If you create an empty table, it is not fsync'd. As soon as you insert a
row to it, register_dirty_segment() gets called, and after that, the
next checkpoint will fsync it. But before that, the creation itself is
never fsync'd. That's obviously not great.
The lack of an fsync is a bit hard to prove because it requires a
hardware failure, or a simulation of it, and can be affected by
filesystem options too. But I was able to demonstrate a problem with
these steps:
1. Create a VM with two virtual disks. Use ext4, with 'data=writeback'
option (I'm not sure if that's required).

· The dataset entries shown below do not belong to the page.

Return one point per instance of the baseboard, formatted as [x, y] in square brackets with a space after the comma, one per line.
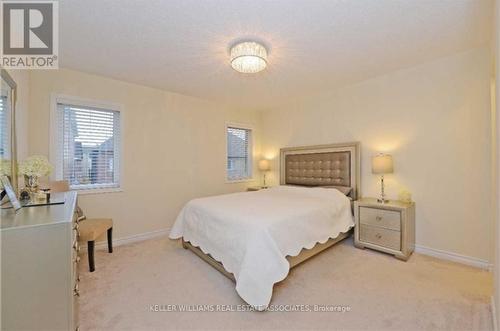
[130, 239]
[494, 313]
[468, 260]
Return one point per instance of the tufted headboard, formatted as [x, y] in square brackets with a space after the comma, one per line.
[323, 165]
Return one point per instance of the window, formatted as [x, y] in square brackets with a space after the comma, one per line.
[239, 153]
[4, 127]
[88, 143]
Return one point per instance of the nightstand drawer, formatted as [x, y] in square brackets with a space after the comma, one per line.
[381, 237]
[380, 217]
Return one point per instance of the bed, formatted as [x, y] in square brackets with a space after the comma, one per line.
[255, 238]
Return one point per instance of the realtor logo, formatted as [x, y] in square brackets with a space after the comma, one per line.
[29, 34]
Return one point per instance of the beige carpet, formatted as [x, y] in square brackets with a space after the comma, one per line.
[383, 293]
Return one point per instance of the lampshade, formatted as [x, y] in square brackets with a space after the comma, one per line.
[382, 164]
[264, 165]
[248, 57]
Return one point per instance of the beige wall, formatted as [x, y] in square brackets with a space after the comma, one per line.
[173, 147]
[496, 103]
[22, 80]
[434, 119]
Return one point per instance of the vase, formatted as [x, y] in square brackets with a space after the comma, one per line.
[31, 183]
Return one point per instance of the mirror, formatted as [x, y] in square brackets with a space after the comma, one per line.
[8, 151]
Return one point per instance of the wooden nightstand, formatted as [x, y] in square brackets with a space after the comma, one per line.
[388, 227]
[256, 188]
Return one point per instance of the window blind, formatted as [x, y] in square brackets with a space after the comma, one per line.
[239, 158]
[90, 146]
[5, 128]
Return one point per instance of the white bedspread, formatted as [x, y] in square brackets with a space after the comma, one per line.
[251, 233]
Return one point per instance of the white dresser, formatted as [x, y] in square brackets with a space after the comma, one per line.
[39, 267]
[388, 227]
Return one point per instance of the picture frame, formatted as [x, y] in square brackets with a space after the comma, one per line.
[9, 190]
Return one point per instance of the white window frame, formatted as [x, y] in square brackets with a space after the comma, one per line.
[250, 151]
[8, 118]
[55, 155]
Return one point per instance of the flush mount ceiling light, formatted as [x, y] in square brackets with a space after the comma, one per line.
[248, 57]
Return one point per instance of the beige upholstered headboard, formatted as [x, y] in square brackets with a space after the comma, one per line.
[322, 165]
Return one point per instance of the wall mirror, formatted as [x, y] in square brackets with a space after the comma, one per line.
[8, 150]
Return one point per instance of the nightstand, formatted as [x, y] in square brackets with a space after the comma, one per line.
[256, 188]
[388, 227]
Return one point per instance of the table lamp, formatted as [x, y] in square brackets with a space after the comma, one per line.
[382, 164]
[264, 166]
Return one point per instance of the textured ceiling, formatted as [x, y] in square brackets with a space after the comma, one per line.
[314, 45]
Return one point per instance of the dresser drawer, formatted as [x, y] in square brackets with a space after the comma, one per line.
[380, 217]
[382, 237]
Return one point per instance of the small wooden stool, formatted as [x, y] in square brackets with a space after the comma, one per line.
[90, 230]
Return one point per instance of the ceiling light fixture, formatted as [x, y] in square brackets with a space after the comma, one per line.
[248, 57]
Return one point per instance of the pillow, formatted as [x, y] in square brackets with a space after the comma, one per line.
[344, 189]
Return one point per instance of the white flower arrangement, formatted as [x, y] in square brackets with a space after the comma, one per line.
[35, 166]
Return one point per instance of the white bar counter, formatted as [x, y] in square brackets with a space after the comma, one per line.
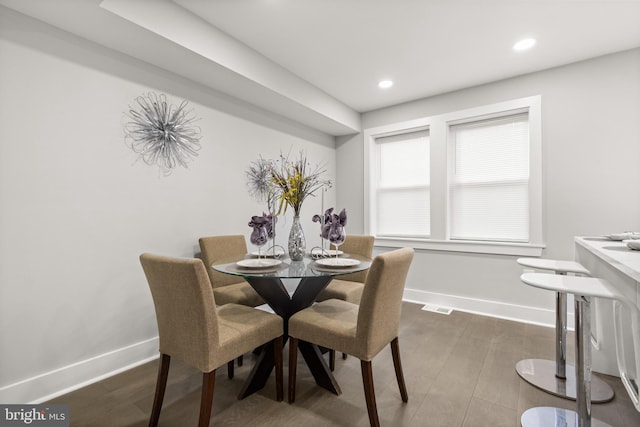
[615, 262]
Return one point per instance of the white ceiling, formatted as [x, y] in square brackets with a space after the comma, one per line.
[428, 47]
[318, 62]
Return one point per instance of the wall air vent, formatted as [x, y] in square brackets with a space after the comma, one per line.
[437, 309]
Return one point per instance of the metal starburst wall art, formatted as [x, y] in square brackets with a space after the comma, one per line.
[162, 134]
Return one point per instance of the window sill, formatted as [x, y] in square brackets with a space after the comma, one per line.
[495, 248]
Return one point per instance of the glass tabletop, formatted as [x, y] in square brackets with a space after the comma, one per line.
[285, 268]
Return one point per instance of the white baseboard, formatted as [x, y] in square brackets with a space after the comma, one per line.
[518, 313]
[51, 384]
[48, 385]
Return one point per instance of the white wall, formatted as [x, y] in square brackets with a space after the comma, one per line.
[76, 210]
[591, 173]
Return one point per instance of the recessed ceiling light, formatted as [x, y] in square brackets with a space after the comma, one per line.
[524, 44]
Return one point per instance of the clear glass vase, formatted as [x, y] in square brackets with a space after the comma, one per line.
[297, 242]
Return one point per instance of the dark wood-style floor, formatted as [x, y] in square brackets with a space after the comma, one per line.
[459, 371]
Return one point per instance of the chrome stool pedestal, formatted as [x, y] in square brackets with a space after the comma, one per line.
[556, 376]
[583, 289]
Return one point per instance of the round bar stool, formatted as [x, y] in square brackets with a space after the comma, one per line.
[583, 289]
[555, 376]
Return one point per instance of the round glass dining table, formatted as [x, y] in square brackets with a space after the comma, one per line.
[266, 277]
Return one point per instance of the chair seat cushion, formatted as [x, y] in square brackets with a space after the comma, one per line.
[330, 323]
[242, 329]
[238, 293]
[345, 290]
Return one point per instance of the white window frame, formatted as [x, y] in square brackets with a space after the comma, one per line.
[438, 127]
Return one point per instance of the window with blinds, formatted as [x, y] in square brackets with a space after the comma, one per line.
[489, 179]
[402, 189]
[464, 181]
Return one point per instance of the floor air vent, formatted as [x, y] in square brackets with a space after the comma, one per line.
[437, 309]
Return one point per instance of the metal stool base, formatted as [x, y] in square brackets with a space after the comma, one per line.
[542, 374]
[546, 416]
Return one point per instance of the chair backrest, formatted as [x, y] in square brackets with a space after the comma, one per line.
[185, 308]
[381, 303]
[359, 245]
[627, 333]
[219, 250]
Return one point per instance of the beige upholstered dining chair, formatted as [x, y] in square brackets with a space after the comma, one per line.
[195, 331]
[227, 288]
[360, 330]
[349, 287]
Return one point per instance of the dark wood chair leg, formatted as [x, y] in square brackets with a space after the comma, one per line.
[161, 385]
[230, 369]
[395, 351]
[208, 383]
[278, 343]
[369, 393]
[293, 362]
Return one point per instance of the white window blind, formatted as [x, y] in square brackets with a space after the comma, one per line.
[489, 183]
[402, 199]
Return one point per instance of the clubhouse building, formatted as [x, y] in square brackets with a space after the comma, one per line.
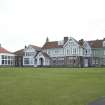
[65, 53]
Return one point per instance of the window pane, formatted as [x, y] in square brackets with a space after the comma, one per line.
[26, 60]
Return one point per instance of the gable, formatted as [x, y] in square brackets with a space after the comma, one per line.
[71, 43]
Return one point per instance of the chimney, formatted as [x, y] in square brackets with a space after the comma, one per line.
[81, 41]
[25, 46]
[65, 39]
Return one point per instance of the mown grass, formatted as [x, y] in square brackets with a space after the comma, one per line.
[51, 86]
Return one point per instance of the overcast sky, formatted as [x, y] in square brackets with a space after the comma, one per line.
[24, 22]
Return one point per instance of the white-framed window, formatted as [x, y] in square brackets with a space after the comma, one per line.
[26, 61]
[104, 52]
[103, 43]
[7, 60]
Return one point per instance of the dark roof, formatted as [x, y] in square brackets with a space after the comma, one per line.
[19, 52]
[53, 44]
[36, 47]
[3, 50]
[45, 55]
[96, 43]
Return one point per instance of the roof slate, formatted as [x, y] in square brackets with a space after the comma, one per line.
[3, 50]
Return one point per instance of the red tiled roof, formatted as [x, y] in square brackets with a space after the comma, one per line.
[3, 50]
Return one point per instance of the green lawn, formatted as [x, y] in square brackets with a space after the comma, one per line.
[51, 86]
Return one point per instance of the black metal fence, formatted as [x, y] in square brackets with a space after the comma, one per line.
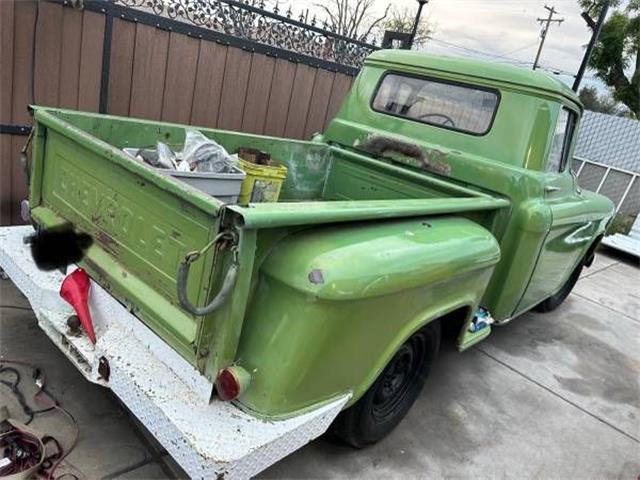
[251, 21]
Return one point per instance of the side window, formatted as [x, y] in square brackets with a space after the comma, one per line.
[561, 144]
[455, 106]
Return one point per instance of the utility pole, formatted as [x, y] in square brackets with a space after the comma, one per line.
[545, 22]
[412, 36]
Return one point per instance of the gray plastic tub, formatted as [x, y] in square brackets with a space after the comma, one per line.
[224, 186]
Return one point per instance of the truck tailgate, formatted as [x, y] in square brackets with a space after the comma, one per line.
[142, 224]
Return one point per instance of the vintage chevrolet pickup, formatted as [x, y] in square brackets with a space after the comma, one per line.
[441, 196]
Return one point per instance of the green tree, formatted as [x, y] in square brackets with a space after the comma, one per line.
[598, 103]
[616, 55]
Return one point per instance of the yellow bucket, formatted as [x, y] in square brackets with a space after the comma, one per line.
[262, 183]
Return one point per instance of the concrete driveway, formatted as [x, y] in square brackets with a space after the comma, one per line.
[552, 395]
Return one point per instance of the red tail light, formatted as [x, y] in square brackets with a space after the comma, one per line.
[231, 382]
[75, 290]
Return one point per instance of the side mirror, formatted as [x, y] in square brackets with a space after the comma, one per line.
[576, 185]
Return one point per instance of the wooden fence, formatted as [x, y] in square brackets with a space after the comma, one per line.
[147, 71]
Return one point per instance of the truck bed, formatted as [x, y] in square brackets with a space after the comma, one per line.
[144, 223]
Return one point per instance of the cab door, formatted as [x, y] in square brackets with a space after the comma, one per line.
[570, 231]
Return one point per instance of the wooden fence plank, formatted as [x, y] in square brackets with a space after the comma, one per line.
[257, 98]
[279, 98]
[180, 78]
[6, 61]
[24, 15]
[121, 67]
[234, 89]
[48, 48]
[208, 86]
[299, 103]
[6, 92]
[6, 197]
[149, 68]
[319, 102]
[19, 190]
[70, 58]
[341, 85]
[91, 61]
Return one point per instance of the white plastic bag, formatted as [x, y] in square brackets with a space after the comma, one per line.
[205, 155]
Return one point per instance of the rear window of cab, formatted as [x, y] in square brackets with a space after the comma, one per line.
[451, 105]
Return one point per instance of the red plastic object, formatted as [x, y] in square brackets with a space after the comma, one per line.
[227, 385]
[75, 290]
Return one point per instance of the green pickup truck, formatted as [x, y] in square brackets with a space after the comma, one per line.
[440, 197]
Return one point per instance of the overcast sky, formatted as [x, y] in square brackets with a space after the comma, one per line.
[501, 27]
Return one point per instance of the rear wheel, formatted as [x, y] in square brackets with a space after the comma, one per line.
[390, 397]
[554, 301]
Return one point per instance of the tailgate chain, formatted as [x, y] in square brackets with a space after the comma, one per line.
[227, 284]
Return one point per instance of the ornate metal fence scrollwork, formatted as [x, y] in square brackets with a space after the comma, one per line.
[251, 21]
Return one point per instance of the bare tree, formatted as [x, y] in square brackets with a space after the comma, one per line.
[402, 19]
[353, 18]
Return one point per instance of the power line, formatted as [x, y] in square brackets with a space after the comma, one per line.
[479, 52]
[545, 29]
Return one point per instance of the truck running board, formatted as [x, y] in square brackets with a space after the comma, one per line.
[209, 439]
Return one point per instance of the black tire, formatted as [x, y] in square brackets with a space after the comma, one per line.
[554, 301]
[388, 400]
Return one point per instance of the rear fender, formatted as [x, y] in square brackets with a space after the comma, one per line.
[333, 304]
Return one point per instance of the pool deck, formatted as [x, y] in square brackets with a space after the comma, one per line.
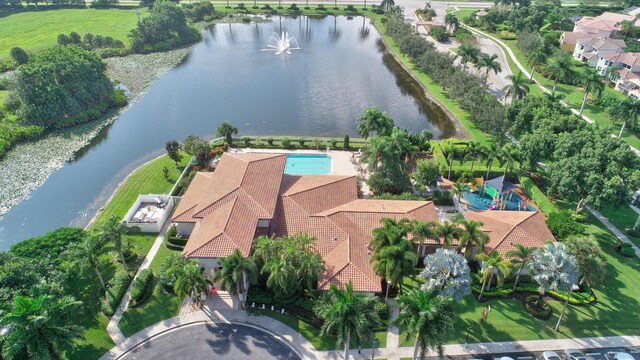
[342, 162]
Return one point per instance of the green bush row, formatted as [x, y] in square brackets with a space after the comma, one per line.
[142, 287]
[115, 291]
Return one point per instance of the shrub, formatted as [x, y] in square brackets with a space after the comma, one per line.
[115, 291]
[542, 311]
[562, 224]
[382, 309]
[142, 287]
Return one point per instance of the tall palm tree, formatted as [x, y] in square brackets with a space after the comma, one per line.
[427, 318]
[235, 273]
[40, 327]
[393, 262]
[493, 264]
[88, 252]
[472, 239]
[467, 53]
[592, 82]
[191, 282]
[422, 231]
[553, 268]
[559, 68]
[521, 255]
[489, 63]
[519, 87]
[491, 153]
[112, 231]
[447, 273]
[448, 232]
[373, 120]
[626, 111]
[347, 315]
[474, 151]
[227, 130]
[537, 57]
[391, 232]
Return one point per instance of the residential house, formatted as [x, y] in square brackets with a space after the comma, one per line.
[588, 50]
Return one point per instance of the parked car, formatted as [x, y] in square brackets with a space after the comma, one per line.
[622, 356]
[550, 355]
[573, 354]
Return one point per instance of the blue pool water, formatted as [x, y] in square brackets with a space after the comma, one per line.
[483, 202]
[307, 164]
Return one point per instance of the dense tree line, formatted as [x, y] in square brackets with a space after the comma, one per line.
[467, 89]
[165, 28]
[61, 86]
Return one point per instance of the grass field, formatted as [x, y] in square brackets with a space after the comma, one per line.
[618, 296]
[38, 30]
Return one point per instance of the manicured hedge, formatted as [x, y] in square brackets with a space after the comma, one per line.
[142, 287]
[116, 288]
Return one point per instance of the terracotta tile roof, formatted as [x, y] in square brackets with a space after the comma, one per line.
[512, 227]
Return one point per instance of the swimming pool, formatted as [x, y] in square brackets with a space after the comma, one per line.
[308, 164]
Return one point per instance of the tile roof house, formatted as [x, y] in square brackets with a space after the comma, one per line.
[249, 195]
[506, 228]
[589, 50]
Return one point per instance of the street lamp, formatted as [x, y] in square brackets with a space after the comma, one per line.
[374, 342]
[571, 289]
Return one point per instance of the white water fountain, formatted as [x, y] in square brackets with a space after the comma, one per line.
[282, 43]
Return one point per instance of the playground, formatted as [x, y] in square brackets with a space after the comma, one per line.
[495, 194]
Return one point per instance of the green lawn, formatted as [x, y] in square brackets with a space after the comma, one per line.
[312, 334]
[618, 297]
[622, 217]
[434, 89]
[38, 30]
[148, 179]
[159, 307]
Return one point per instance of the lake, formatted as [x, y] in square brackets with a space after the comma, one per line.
[319, 90]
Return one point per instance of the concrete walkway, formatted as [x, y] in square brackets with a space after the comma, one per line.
[306, 350]
[112, 327]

Install PostgreSQL on one of
the virtual disks.
2. Start the server, and create a tablespace on the other disk:
CREATE TABLESPACE foospc LOCATION '/data/heikki';
3. Do this:
CREATE TABLE foo (i int) TABLESPACE foospc;
CHECKPOINT;
4. Immediately after that, kill the VM. I used:
killall -9 qemu-system-x86_64
5. Restart the VM, restart PostgreSQL. Now when you try to use the
table, you get an error:
postgres=# select * from crashtest ;
ERROR: could not open file "pg_tblspc/81921/PG_15_202201271/5/98304":
No such file or directory
I was not able to reproduce this without the tablespace on a different
virtual disk, I presume because ext4 orders the writes so that the
checkpoint implicitly always flushes the creation of the file to disk. I
tried data=writeback but it didn't make a difference. But with a
separate disk, it happens every time.
I think the simplest fix is to call register_dirty_segment() from
mdcreate(). As in the attached. Thoughts?